But let’s not be too churlish.

Crabb’s proposals were poorly thought-out, had little coherence and convinced no-one. His only achievement was to unite True Wales and Plaid Cymru. But his belated recognition of this is to be welcomed. I assume his announcement on the reductions in reservations, the abolition of the necessity test, his commitment to look again at ministerial consents and the establishment of a group to look at the issue of the legal jurisdiction along with his enforced “pause” for further thought will all receive a widespread welcome. And we must all recognise that this retreat is one which will allow further debate and discussion. And that is also a good thing.

However this is only half the story.

We are in this unsatisfactory situation because the Secretary of State made grandiose statements which he did not follow up with a robust and open process. Had he involved both the Welsh Government and the National Assembly as well as a broad section of Welsh society then he would not have been in this sad position today.

The new bill must be made-in-Wales and not simply presented to Wales.

The Secretary of State would now be well-advised to create a convention (on which he has been pressed for some time) or at least a joint Assembly-Parliamentary body to review and agree a new bill before its introduction. The Welsh Affairs Select Committee and the Assembly’s Constitutional and legislative Affairs Committee have both examined the bill and held a successful joint meeting. That model may be a good model to keep in mind either for a meeting before dissolution or to be revived once the new Assembly is elected on May 5th. By doing so and achieving a broad cross-party consensus the new bill would have a degree of legitimacy that the draft bill has failed to command. And it would at least help keep the trouble-makers quiet.
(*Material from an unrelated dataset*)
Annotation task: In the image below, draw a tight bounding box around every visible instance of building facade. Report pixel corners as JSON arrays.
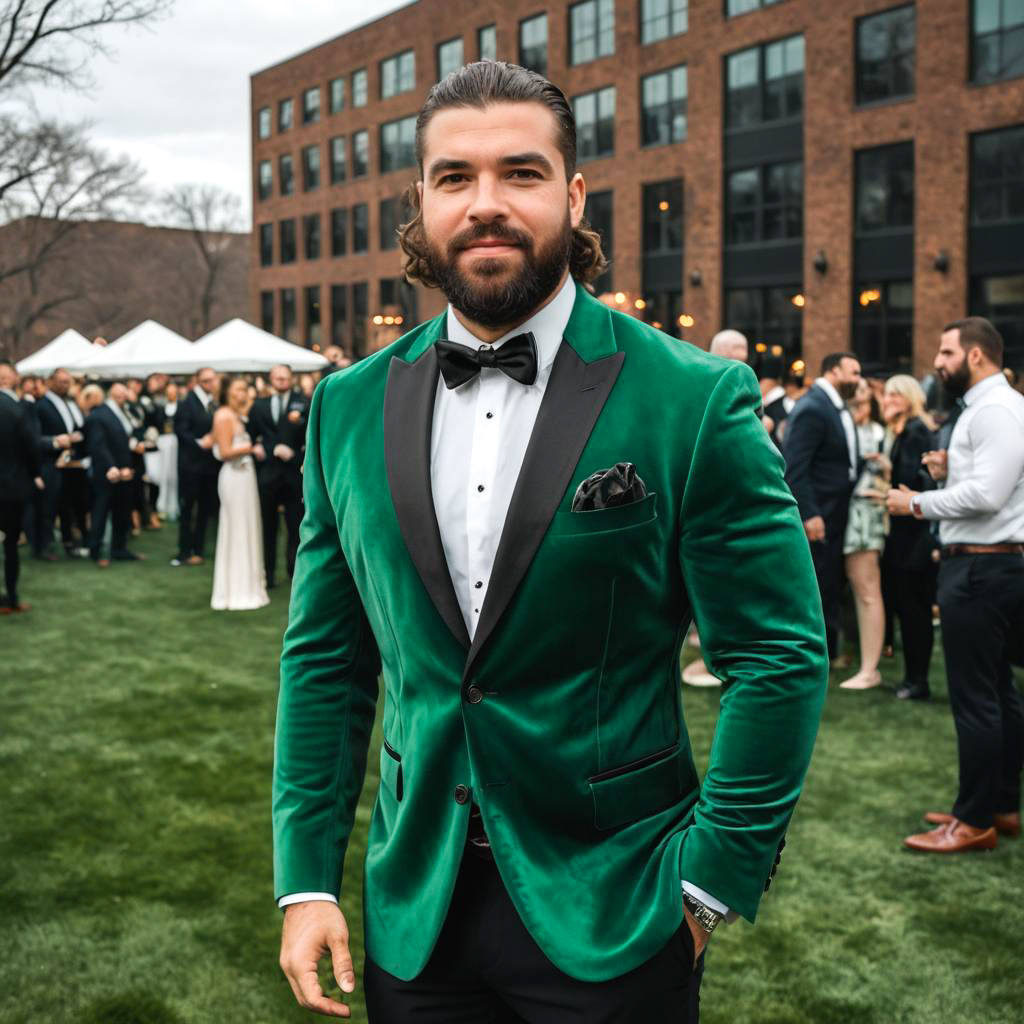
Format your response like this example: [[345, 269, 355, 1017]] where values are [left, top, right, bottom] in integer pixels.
[[250, 0, 1024, 373]]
By creating this new consensus – and there is a broad consensus over many matters – then the Secretary of State will be able to proceed to legislate in good time and with goodwill restored. But he must also recognise that demanding a referendum over the somewhat obscure matter of the jurisdiction whilst at the same time rejecting the need for a referendum on tax powers is not something which has any credibility or intellectual coherence. Best put in the same bin as the necessity test.

And neither is it acceptable that the provisions of this bill will sit on the Statute Book for two or three or four years until 2021 before being commenced. All provisions should be enacted and commenced with no such delay. In Scotland there is an election taking place with powers that were announced, debated, enacted and commenced in less than two years. It is simply not acceptable that in Wales we need to wait at least five years for far fewer powers. And this will mean that the new powers on elections and structures will not be available until the 2026 election – a full decade after they were announced.

If the Secretary of State is able to recognise that there are many of us in all parties who wish to move from a decades-long debate on the constitution and want to focus on the major social and economic issues facing the country then he will achieve his ambition of a robust, stable and long-lasting settlement. However I believe that many of us will not simply agree to any settlement and will not feel well-disposed to a bill which is made in Whitehall for Whitehall and not made in Wales and for Wales. However we are, this evening, closer to a potential settlement than we were this morning. Crabb has recognised, as did John Morris, that there was an elephant on his doorstep. Back in 1979 that was the end of it. The people had spoken. And had spoken in primary colours.

Today in a much different and changed world the message is also different but in some ways is unchanging. Constitutional change cannot be either forced or imposed. By working together the changes that most people agree are needed, can be made, and made with consent and support. It is now a matter for the Secretary of State to reach out and to work with Wales.